# Motor on top or bottom ?? 2 bolt orientation matter?



## W O T (Mar 13, 2008)

I recieved some cut down ID big mini bodies, they appear to have been used. But I am unsure of exactly how to mount them. Either motor on the top or the bottom, does it matter?

Option1









Option2










I personally thought they had to be mounted Option1 way, but judging by the drilled holes in the bodies, they were mounted Option2

What do you guys recomend?

Also, since this is a 2 bolt mounting pattern, it seems I can rotate the motor 180* and mount it that way aswell.
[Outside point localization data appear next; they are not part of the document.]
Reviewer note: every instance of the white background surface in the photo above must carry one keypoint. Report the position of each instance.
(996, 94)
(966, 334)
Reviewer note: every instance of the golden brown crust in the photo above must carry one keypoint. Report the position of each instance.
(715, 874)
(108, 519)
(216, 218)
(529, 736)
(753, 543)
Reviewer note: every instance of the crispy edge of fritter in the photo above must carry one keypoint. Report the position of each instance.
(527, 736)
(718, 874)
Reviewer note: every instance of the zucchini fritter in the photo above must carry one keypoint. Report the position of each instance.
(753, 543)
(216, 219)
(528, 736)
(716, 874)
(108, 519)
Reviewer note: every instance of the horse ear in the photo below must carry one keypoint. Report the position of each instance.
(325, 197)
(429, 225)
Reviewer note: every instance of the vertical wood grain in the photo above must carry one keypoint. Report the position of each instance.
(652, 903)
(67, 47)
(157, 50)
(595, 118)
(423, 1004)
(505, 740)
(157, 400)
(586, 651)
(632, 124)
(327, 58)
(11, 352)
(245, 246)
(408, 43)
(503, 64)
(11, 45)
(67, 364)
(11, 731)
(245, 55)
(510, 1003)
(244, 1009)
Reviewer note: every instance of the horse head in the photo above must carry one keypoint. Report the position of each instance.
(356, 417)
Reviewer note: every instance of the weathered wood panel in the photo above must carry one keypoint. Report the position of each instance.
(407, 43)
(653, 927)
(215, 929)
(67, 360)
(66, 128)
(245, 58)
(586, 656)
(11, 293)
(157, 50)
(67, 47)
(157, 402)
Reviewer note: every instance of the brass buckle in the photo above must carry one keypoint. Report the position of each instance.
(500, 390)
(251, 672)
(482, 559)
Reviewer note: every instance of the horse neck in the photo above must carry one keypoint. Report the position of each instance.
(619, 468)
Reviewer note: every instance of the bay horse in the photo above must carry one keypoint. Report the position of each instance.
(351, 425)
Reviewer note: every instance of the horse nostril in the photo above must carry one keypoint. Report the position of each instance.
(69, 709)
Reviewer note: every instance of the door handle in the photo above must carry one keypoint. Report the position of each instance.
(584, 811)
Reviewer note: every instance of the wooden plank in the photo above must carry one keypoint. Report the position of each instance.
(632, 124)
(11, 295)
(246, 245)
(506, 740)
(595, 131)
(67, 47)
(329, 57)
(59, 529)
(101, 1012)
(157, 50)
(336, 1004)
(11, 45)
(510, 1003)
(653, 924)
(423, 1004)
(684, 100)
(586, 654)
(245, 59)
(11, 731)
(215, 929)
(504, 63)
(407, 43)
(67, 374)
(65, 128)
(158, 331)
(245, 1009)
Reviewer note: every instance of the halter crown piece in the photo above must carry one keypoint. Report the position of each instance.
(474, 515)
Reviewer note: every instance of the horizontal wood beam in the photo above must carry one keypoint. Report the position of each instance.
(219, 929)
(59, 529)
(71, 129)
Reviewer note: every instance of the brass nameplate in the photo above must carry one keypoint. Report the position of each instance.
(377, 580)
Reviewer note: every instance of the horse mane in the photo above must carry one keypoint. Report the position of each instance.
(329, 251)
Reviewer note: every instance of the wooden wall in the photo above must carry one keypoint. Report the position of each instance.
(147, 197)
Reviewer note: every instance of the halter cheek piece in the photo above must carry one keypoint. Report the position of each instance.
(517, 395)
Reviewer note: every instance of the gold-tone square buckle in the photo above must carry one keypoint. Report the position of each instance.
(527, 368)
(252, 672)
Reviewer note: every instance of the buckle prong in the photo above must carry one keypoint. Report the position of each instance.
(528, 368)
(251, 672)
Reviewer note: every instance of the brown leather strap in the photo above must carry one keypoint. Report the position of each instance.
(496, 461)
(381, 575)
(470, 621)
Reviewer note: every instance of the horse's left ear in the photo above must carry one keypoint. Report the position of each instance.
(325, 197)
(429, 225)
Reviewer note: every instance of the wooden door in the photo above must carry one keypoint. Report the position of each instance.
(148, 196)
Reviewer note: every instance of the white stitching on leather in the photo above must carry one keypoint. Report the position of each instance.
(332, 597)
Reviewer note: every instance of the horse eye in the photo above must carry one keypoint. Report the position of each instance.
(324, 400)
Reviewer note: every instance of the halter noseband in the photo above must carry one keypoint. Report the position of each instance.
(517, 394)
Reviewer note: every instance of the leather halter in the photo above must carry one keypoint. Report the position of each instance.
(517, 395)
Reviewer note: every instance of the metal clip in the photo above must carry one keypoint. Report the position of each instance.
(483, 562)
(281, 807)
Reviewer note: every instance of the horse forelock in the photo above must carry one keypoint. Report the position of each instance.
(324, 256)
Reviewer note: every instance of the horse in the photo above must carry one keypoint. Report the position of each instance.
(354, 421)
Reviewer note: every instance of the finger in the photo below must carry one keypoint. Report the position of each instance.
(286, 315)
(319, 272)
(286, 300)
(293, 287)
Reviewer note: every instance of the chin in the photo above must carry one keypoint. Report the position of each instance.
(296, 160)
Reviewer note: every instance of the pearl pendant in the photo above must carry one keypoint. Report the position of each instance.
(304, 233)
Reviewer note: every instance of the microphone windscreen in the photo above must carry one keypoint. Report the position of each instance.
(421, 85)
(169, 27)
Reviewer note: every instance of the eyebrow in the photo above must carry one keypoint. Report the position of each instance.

Does it matter which side of the body pos/negative is, or is there a universal rule for mounting the 2 bolts...??

Thanks so much guys


----------



## Eric Stevens (Dec 29, 2007)

Up or down! Does not matter.

Eric Stevens


----------



## sonikaccord (Jun 15, 2008)

Does a circle have a bottom?


----------



## Veebee (Nov 14, 2010)

Sound wise it wont matter which way, but i find mounting them motor up keeps the out of the way.


----------



## oabeieo (Feb 22, 2015)

Veebee said:


> Sound wise it wont matter which way, but i find mounting them motor up keeps the out of the way.


And keeps dirt out ,


----------